5 thoughts on “The divide at the RPD

  1. Do Police Spend Time at STRONG Museum of Play, to Find PATIENCE and RELAXATION?
    ===============================================================
    With the new expansion of Strong Museum of Play, I wonder if the Rochester Police Department encourages officers to spend time there, to calm down and consider more playful ways of coping with their stresses. Perhaps, the City of Rochester could pay for admission, at Strong.

    It occurred to me that Rochester teachers might benefit, from time spent at the Museum of Play. And why not encourage police officers to come to Strong, as well?

    I hope that Rochester Beacon does a story on the therapeutic benefits of play, and the promise of the newly expanded Strong Museum.

    “Life is too important to be taken seriously” (Oscar Wilde) http://www.SavingSchools.org

  2. RPD has a shortage of officers which is why they want to reorganize. Here’s a solution.start hiring people who actually live in the city and understand the city culture. Most RPD hires are middle class people most of which have never lived in the city. If a person from the city had a police encounter that lowers their chance of being hired. I’m not saying look the other way. But anyone who thinks that this doesn’t happen is just blind. You want employees? You want a better relationship with the people you serve..then maybe you should resemble a bit more . Because when you grow up in North Chili or Pittsford or the northeastern part of Webster..more then likely you’re going to have no clue when you come into the city

    • So, you hire from those who live in the city because they have a better understanding of kids that don’t get an education. They are denied that education because of a school system that cannot, will not, teach the way kids learn. Consequently we have drop outs to the street where they get “educated”. So instead of addressing the problem, EDUCATION, we need to hire people who realize, who understand the fact that education is missing. Am I missing something here. We need to adjust the police department staffing toward a school system that will not educate the way kids learn. That is nothing new, by the way, it’s been decades of a failing school system. ALL kids have innate skills or gifts. It takes a school system to make sure they discover their innate skill/gift. So lets adjust thing upward and graduate kids. Adjust upward not downward.

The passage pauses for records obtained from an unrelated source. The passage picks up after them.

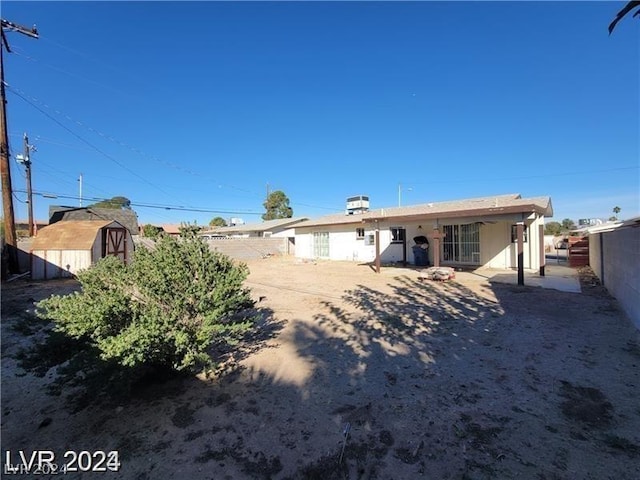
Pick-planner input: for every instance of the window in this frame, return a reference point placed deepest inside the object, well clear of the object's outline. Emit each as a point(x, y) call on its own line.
point(514, 234)
point(461, 243)
point(397, 234)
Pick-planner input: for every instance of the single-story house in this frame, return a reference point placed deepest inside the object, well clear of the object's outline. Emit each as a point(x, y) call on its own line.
point(64, 248)
point(282, 227)
point(470, 232)
point(125, 217)
point(173, 230)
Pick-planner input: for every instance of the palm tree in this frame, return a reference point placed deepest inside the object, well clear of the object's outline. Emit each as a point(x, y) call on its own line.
point(627, 8)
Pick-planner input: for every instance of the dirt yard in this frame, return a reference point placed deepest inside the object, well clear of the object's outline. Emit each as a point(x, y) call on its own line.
point(456, 380)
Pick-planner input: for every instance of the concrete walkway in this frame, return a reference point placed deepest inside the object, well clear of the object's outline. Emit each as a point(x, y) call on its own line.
point(557, 277)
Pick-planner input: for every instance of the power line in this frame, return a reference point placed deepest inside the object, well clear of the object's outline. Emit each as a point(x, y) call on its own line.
point(148, 205)
point(526, 177)
point(153, 158)
point(120, 164)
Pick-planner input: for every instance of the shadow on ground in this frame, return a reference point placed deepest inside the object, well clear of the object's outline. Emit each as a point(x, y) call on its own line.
point(432, 379)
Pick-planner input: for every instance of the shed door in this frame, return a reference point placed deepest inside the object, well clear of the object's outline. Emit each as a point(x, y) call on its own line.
point(116, 243)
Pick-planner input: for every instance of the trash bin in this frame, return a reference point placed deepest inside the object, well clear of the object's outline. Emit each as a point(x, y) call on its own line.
point(420, 256)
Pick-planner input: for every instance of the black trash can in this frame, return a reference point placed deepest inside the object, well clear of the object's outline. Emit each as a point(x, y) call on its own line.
point(420, 256)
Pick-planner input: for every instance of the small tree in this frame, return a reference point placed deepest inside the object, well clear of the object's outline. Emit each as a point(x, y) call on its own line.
point(218, 222)
point(277, 206)
point(629, 7)
point(117, 203)
point(164, 309)
point(151, 231)
point(616, 210)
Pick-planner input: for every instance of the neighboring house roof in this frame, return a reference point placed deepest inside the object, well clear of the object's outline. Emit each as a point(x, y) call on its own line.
point(266, 226)
point(124, 217)
point(171, 229)
point(69, 235)
point(495, 205)
point(610, 226)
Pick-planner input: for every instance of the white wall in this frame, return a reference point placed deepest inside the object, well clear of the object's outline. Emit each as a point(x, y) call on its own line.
point(496, 249)
point(46, 264)
point(288, 232)
point(615, 259)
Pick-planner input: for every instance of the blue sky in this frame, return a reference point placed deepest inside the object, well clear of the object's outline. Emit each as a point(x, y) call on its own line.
point(202, 105)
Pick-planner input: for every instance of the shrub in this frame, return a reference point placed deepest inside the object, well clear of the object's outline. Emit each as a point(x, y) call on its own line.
point(165, 309)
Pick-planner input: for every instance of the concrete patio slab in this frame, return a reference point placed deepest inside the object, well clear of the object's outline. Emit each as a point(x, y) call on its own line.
point(557, 277)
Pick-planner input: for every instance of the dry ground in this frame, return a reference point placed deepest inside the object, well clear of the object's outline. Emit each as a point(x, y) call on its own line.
point(457, 380)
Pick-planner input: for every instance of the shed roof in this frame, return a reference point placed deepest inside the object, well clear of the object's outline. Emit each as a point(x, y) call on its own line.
point(258, 227)
point(483, 206)
point(124, 217)
point(70, 235)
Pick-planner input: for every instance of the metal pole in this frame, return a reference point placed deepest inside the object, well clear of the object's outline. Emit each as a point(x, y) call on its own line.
point(27, 165)
point(377, 240)
point(520, 240)
point(5, 172)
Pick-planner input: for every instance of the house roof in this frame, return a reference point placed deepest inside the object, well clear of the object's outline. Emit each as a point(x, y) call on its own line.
point(483, 206)
point(69, 235)
point(258, 227)
point(124, 217)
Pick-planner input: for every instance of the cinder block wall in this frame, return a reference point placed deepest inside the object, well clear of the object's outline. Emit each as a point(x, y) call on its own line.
point(250, 248)
point(615, 259)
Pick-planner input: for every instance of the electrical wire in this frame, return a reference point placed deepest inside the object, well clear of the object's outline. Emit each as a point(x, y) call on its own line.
point(155, 159)
point(106, 155)
point(146, 205)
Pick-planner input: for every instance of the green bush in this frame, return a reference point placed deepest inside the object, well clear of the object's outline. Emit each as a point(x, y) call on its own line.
point(165, 309)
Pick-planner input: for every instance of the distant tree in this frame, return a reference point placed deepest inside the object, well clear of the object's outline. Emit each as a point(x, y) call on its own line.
point(616, 210)
point(568, 224)
point(625, 10)
point(218, 222)
point(189, 229)
point(118, 203)
point(151, 231)
point(277, 206)
point(552, 228)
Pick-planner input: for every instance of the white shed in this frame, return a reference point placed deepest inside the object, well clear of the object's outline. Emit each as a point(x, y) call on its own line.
point(64, 248)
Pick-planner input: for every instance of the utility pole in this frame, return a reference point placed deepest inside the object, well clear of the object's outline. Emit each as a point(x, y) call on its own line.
point(5, 171)
point(25, 159)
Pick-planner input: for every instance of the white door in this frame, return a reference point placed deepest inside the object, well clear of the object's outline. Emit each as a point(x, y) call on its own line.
point(321, 244)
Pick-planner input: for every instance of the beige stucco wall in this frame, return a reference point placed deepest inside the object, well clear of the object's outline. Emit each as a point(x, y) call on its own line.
point(496, 249)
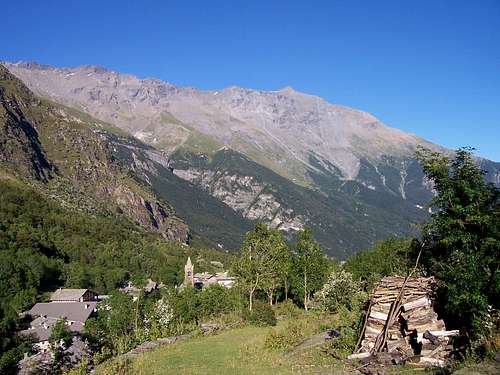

  3. The question is, will all this juggling of territory and procedure have any bearing on the youth’s mindset? Do a simple study on the youth involved in crime and their level of education. Any graduates? At its foundation the educational failure of the RCSD/RCSB is thee problem. If you don’t educate kids in school, the street will do the educating. It’s that basic, that simple. Teach the way kids learn. Crank up the Edison Technical and Industrial School of old. Start a Rochester Academy. Be creative! Realize that the RCSD/RCSB is the very worst in the NYS. Connect that fact with the current youth problem and you have your mission in hand. Shuffling the Rochester Police Department does nothing, zero, to address the mental mindset of the urban youth. Period. You don’t need a PHD in any profession to figure that out! You need to apply common sense education. That is where all the troubles are birthed. Pointing fingers at the police department and spending thousand of dollars and hours on that aspect is sticking once head in the sand regarding thee problem. EDUCATION!!!

  4. Thanks to the Beacon and Will Astor for your typically well written and informative work. After reading this I have a deeper understanding of the systemic problems faced by officers and the public. The information re disposition of cases involving youth is troubling.